Can computers comprehend?
Computers can fly airplanes, predict the paths of hurricanes, and beat the best human chess players, but they can't yet do something even small children can do: hold a natural-sounding conversation. To help the rest of us understand the challenge, Associate Professor of Computer Science Lillian Lee demonstrates her point in a 2001 essay with a sentence that can be interpreted in at least ways: At last, a computer that understands you like your mother.
“That very sentence illustrates the host of difficulties that arise in trying to analyze human utterances,” writes Lee. “A moment's reflection reveals that the sentence admits at least three different interpretations … .”
- It could refer to a computer that understands you as well as your mother does.
- It could also refer to a computer that appreciates your affection for your mother.
- And, finally, it could be referring to a computer that understands you as well as it understands your mother.
Lee continues, “…the sentence is ambiguous, and yet we humans seem to instantaneously rule out all the alternatives except the first … . We do so based on a great deal of background knowledge. How are we to get such information into a computer?”
How indeed? Programming a computer with the totality of physical, social, and cultural knowledge available to humans would be a stupendous, perhaps impossible task. Researchers in the field of Natural Language Processing (NLP) have therefore preferred to seek more efficient approaches, either by parsing language into a formal, logical system, or by studying and applying the statistical structure of actual utterances. Lee has been taking the latter approach in her NLP work, using what she calls “knowledge lean” methods. The techniques sound opaque—“Subspace Projection,” “Iterative Residual Re-Scaling,” “Boolean Matrix Multiplication” (papers)—but the upshot is to help computer systems acquire linguistic expertise without expensive, tedious intervention by human interpreters.

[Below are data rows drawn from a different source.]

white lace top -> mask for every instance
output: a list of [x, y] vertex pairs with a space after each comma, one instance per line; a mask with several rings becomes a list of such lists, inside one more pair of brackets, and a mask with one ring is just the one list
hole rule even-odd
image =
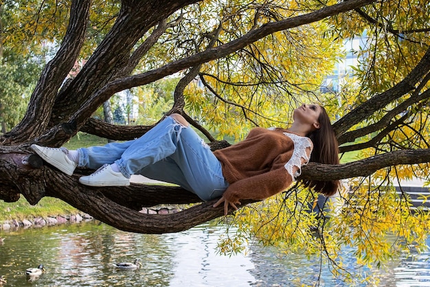
[[[310, 139], [306, 137], [301, 137], [290, 133], [284, 133], [284, 135], [288, 137], [294, 143], [294, 150], [291, 158], [286, 163], [285, 163], [285, 169], [291, 175], [293, 181], [295, 181], [295, 178], [299, 176], [302, 173], [302, 165], [306, 165], [309, 162], [309, 157], [306, 154], [306, 148], [310, 148], [312, 151], [312, 141]], [[305, 160], [304, 163], [302, 164], [302, 159]], [[293, 167], [296, 166], [299, 170], [293, 174]]]

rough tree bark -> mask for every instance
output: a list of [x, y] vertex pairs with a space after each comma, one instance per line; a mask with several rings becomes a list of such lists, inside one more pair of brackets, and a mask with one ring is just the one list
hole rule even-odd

The effort has already borne fruit: Lee notes that sophisticated statistical models, large samples of real human speech, and ever-improving techniques for computer learning have “led to our achieving the milestone of commercial-grade speech recognition products capable of handling continuous speech ranging over a large vocabulary.”
Lee has also been focusing on such applications as automated construction of thesauri and teaching computers to find word boundaries in “segmentless” languages like Japanese, characterized by hard-to-find spaces between words. Computers must be taught to compensate for this. There's still much work to do, however, before users can actually converse with their computers, a la HAL-9000 in the classic film 2001: A Space Odyssey. Understanding human utterances, after all, entails more than observing word frequencies, including grasping matters like subtext and rhetorical devices such as sarcasm and understatement.
“That is language ‘in the wild,'” she says. “You can't get away from it.”